Originalarbeit lizenziert unter CC BY 4.0 (https://creativecommons.org/licenses/by/4.0/). ⚕️ Dies ist eine KI-generierte Erklärung eines Preprints, das nicht peer-reviewed wurde. Dies ist kein medizinischer Rat. Treffen Sie keine Gesundheitsentscheidungen auf Grundlage dieses Inhalts. Vollständigen Haftungsausschluss lesen

Canoe-Polo ist ein schnelllebiger, physischer Mannschaftssport, der auf einem Wasserbecken ausgetragen wird, bei dem sich die Athleten in kleinen, manövrierfähigen Booten befinden und Doppelpaddel benutzen, um einen Ball zu passen und Tore zu erzielen. Es ist ein Spiel in ständiger Bewegung, das von den Spielern verlangt, zu sprinten, zu stoppen, zu wenden und um Position zu ringen, während sie auf einem schwimmenden Gefäß das Gleichgewicht halten.
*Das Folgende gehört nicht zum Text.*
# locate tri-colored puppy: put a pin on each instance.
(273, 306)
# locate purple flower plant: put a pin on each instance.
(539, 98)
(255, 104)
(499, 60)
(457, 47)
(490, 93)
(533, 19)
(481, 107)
Wie bei vielen Mannschaftssportarten müssen Trainer und Betreuer genau verstehen, was der Körper während eines Spiels tut, um effektives Training zu gestalten. Seit Jahrzehnten nutzen Wissenschaftler tragbare Technologien, um zu messen, wie weit Athleten laufen, wie schnell sie sich bewegen und wie stark sie beschleunigen, in Sportarten, die an Land gespielt werden. Die Anwendung dieser gleichen Werkzeuge auf wasserbasierte Sportarten wie Canoe-Polo war jedoch schwierig, da das Wasser einen einzigartigen Widerstand erzeugt und sich die Boote anders bewegen als Füße auf Gras. Ohne klare Daten über die physischen Anforderungen eines echten Spiels basieren Trainingsprogramme oft auf Vermutungen statt auf Evidenz.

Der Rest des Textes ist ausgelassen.